I like trivia and stuff. So, I went looking for the shortest unnamed opening sequence. I found 1 e4 b5. And rightly so, you would say. So I looked through my two and a half million game database, and found 4 games, White scoring three and a half. Not to be deterred by mere statistics, I set up the position, and let Rybka blitz it out agains itself. To my surprise, Black scored 6 out of ten. Maybe there's a little something there? The theme seems to be to allow White a dangerous looking Kingside attack, at the cost of the exchange. I think it needs a name, any suggestions? A typical game starts like this, followed by finding exactly the right way to cover the checks.

mueller

http://www.chess.com/games/results.html?f=26682177&t=1

rooperi

Wow, thanks

PeterArt

hmm let my computer play the next moves, with 3 chess engines.
I used Arene 2.0.1, with engines : [spike] + [Sos Arena] + [Herman 32 bit]
Plus human intervention, to settle movement disagreements between engines.

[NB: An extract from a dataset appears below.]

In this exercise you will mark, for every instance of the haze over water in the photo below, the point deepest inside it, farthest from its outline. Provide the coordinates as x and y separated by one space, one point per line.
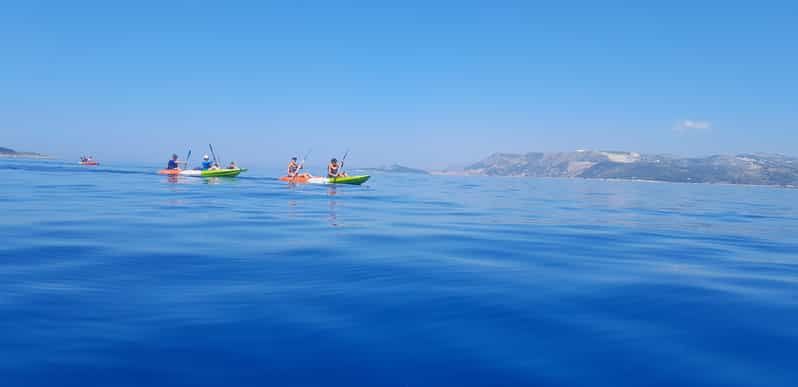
119 276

Looked at the game and it isnt realy party time for black this opening, the weak point is the black bishop is pinned for a long while and when you can free your bishop, your king has no pawn defence left its out in the open. Overall white was tacticaly rated positive the whole game. Well here is a posible game played by a computer with little help of a human :

rooperi

Thanks, it's fun, isn't it?

PeterArt

well its strange,.. and  i do prefer non usual games..
But i doubt if i would play this game :)

OMGdidIrealyjustsact

I'm surprised it is unnamed. I suppose you could call it the Polish Gambit: 1.d4 b5 is the Polish defence but this sacs a pawn.

jbent02

i saw somthing like it on youtube can't remember the name though probably polish defence

Prologue1
I have not checked anything with computer, but I'm interested in playing this for black, so I want to find out what to do when white plays that line. The analysis is prob wrong, I just want to find out.